Через некоторое врем Медея получила сразу три письма из Петербурга — от Елены, Армик Тиграновны и Александра Арамовича. Его письмо было самым коротким: «Вся наша семья глубоко сочувствует Вам в постигшем Вас горе и просит принять то немногое, чем мы можем помочь Вам в трудную минуту». «Тем немногим» оказалась очень значительная по тем временам сумма денег, половину которой Медея потратила на большой крест черного дорогого мрамора с выбитыми на нем именами матери и отца, тело которого растворилось в чистой и крепкой воде Понта Эвксинского, принявшего многих мореходов Синопли…
На этом самом месте, в тени дикой оливы, посаженной над могилой Харлампия, в двадцать шестом году, в октябрьские дни, задремав среди дня на лавочке, Медея увидела троих: Матильду в нимбе рыжих волос, не собранных в пучок, как при жизни, а празднично стоявших над ее головой, с голенькой розовоголовой девочкой на руках, но не новорожденной, а почему-то трехлетней, и отца, седоволосого, с совершенно белой бородой и выглядевшего гораздо старше, чем помнила его Медея. Не говоря о том, что при жизни бороды он никогда не носил.

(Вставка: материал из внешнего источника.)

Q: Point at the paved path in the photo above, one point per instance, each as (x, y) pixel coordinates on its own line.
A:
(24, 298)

Они были к ней ласковы, но ничего не сказали, а когда исчезли, Медея поняла, что она вовсе и не дремала, во всяком случае, никакого перехода от сна к бодрствованию она не заметила, а в воздухе ощутила чудесный смолистый запах, древний и смуглый. Вдыхая этот волнующий запах, она догадалась, что своим появлением, легким и торжественным, а в особенности этим ароматом они благодарили ее за то, что она сохранила младших, и как будто освобождали от каких-то полномочий, которые она давно и добровольно взяла на себя.
Прошло некоторое время, прежде чем она смогла описать это необыкновенное событие в письме к Елене.
«Вот уже несколько недель, Еленочка, как я не могу сесть за письмо, чтобы описать тебе одно необычное мистическое происшествие…»
Далее она переходит на французский: все русские слова, которые она могла бы здесь употребить, такие, как «видение», «явление», «чудо», оказались невозможны, и легче было прибегнуть к иностранному наречию, в котором богатство оттенков как бы отсутствует.
И пока она писала это письмо, снова откуда-то приплыл смолистый запах, который она почувствовала тогда на кладбище.
«Qu‘en penses-tu?»( Что ты об этом думаешь? (франц.)) — закончила она своим каллиграфическим почерком, который во французском варианте делался решительней и острей.